With this perspective, it seems right that Jesus would talk about other matters of what it means to be here and now. Jesus would then address how we worship with our bodies by fasting and how we would treat stuff here on earth. Prayer is the basis to know how to relate to each other, our stuff, and ourselves. In fact, some might argue that this prayer in the gospel of Matthew is the building point for the entire story. This prayer sets the stage for how Jesus will interact with others, how we are to interact with Jesus, and how God might interact with us. In addition, the Lord’s prayer gives us permission to ask for what we need and to call for God to bring justice, to make things right. In this prayer, we are still requesting God’s presence for our basic needs and the here and now. As someone who has prayed this prayer every week since being very young, I forget just how powerful this basic prayer is and yet I can still find comfort, new lenses, and something to pray out of it. Let us look at it with new eyes and new purpose.
Quotes of the week
“The function of prayer is not to influence God, but rather to change the nature of the one who prays.” ― Søren Kierkegaard
“Prayer and comfortable living are incompatible.” ― Teresa of Ávila
“If prayer stands as the place where God and human beings meet, then I must learn about prayer. Most of my struggles in the Christian life circle around the same two themes: why God doesn’t act the way we want God to, and why I don’t act the way God wants me to. Prayer is the precise point where those themes converge.” ― Philip Yancey
“We should seek not so much to pray but to become prayer.” ― Francis of Assisi
Or you might shout at the top of your lungs or whisper into your sleeve, “I hate you, God.” That is a prayer too, because it is real, it is truth, and maybe it is the first sincere thought you’ve had in months.” ― Anne Lamott, Help Thanks Wow: The Three Essential Prayers
“Help” is a prayer that is always answered. It doesn’t matter how you pray–with your head bowed in silence, or crying out in grief, or dancing. Churches are good for prayer, but so are garages and cars and mountains and showers and dance floors. Years ago I wrote an essay that began, “Some people think that God is in the details, but I have come to believe that God is in the bathroom.” ― Anne Lamott, Plan B: Further Thoughts on Faith
Matthew 6:7-21 (NRSV) When you are praying, do not heap up empty phrases as the Gentiles do; for they think that they will be heard because of their many words. Do not be like them, for your Father knows what you need before you ask him. Pray then in this way:
Our Father in heaven,
hallowed be your name.
Your kingdom come.
Your will be done,
on earth as it is in heaven.
Give us this day our daily bread.
And forgive us our debts,
as we also have forgiven our debtors.
And do not bring us to the time of trial,
but rescue us from the evil one.
For if you forgive others their trespasses, your heavenly Father will also forgive you; but if you do not forgive others, neither will your Father forgive your trespasses.

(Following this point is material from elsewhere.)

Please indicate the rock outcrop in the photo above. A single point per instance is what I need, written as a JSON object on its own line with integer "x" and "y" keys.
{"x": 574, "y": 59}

And whenever you fast, do not look dismal, like the hypocrites, for they disfigure their faces so as to show others that they are fasting. Truly I tell you, they have received their reward. But when you fast, put oil on your head and wash your face, so that your fasting may be seen not by others but by your Father who is in secret; and your Father who sees in secret will reward you.
Do not store up for yourselves treasures on earth, where moth and rust consume and where thieves break in and steal; but store up for yourselves treasures in heaven, where neither moth nor rust consumes and where thieves do not break in and steal. For where your treasure is, there your heart will be also.
Questions for the Week
How does Jesus’ prayer for us challenge you?
Which part of this scripture resonates with you the most? Why?
How do you embody relationship with God?